While for the most part, the experiment in KU has been a success, I’ve decided it is time to leave the program. My reasons for this mainly have to do with the way Amazon have been running the program – arbitrarily enforcing rules, their inability to deal with scammers or accurately account for the number of pages read in KU (and therefore, the correct amount owed to authors), the PageFlip issue, shutting down author accounts because their books had been pirated and therefore broke the exclusivity clause (not the author’s fault) … the list goes on. Every day when I check the author forums or Facebook pages I belong to, I hear more stories of woe, mostly from authors in the KU program.

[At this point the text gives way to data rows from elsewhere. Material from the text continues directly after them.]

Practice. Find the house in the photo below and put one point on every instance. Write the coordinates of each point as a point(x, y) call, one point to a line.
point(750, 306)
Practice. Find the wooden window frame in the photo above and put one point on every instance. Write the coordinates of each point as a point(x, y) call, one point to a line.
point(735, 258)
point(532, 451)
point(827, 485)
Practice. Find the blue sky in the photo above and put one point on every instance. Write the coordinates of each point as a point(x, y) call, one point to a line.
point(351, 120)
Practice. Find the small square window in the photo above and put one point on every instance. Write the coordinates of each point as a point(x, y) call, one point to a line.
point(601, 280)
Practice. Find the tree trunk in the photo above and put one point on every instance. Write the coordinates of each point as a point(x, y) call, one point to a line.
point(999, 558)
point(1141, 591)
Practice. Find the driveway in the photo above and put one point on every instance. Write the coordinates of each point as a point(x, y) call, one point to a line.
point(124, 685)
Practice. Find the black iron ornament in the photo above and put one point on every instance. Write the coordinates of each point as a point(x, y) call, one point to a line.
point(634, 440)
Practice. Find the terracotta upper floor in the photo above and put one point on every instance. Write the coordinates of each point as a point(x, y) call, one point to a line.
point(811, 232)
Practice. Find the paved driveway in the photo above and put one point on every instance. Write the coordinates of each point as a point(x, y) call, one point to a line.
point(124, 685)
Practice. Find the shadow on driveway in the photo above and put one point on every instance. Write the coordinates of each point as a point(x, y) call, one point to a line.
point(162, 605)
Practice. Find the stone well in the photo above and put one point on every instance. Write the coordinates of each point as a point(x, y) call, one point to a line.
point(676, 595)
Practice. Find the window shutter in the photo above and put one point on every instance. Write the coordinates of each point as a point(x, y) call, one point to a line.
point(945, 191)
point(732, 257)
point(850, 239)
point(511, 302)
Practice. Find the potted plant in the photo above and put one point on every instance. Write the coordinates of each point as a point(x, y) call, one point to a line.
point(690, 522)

I grew tired of constantly worrying if I was compliant, and I hated the reliance on a single platform for my income. I felt that I was helping to train readers to expect books for free, and since I pour everything I have into my books, I want them to be valued. These factors, coupled with the recent pageflip issues crippling my income and requests from readers to make my books widely available, making the switch was a no-brainer.
Over the last month I’ve been pulling my books one by one and publishing them across all platforms. So far, all of my Steffanie Holmes books have been published to Amazon, iBooks, B&N, Kobo, and Google Play. My S C Green books will follow a little later in the year.
I’d like to re-iterate that you can still buy my books from Amazon. The only thing you can’t do anymore is borrow them through the Kindle Unlimited program.
And, if you become a patreon supporter, you’ll get every book I’ve ever published for free.
Digging the Wolf and Writing the Wolf
To celebrate the wide launch, I’ve got Digging the Wolf on sale for $0.99 for the next couple of days. If you’ve ever wanted to read one of my paranormal romances, give this one a shot.
AND, the latest book in my Wolves of Crookshollow series, Writing the Wolf, is now available for pre-order on Amazon, B&N, and iBooks (Google Play and Kobo coming soon). Grab your copy today and be one of the first to read it on your chosen platform.
What’s next for me?
Now that my books are wide, I’m focusing on growing my audiences on these platforms with some targeted ads. In March, our new urban fantasy book Ossified State will be published. Then I’ll need to write book 3 in the Witches of the Woods series, books 3-4 in the Crookshollow Wolves series, as well as books 3-4 in the Chronicles of the Wraith series. I want all 3 series wrapped up by the end of the year, so 2018 will be a year of new projects and new worlds.
So that’s me, leaving behind the shackles of Amazon exclusivity and off on a multi-platform adventure. I hope you’ll come along for the ride!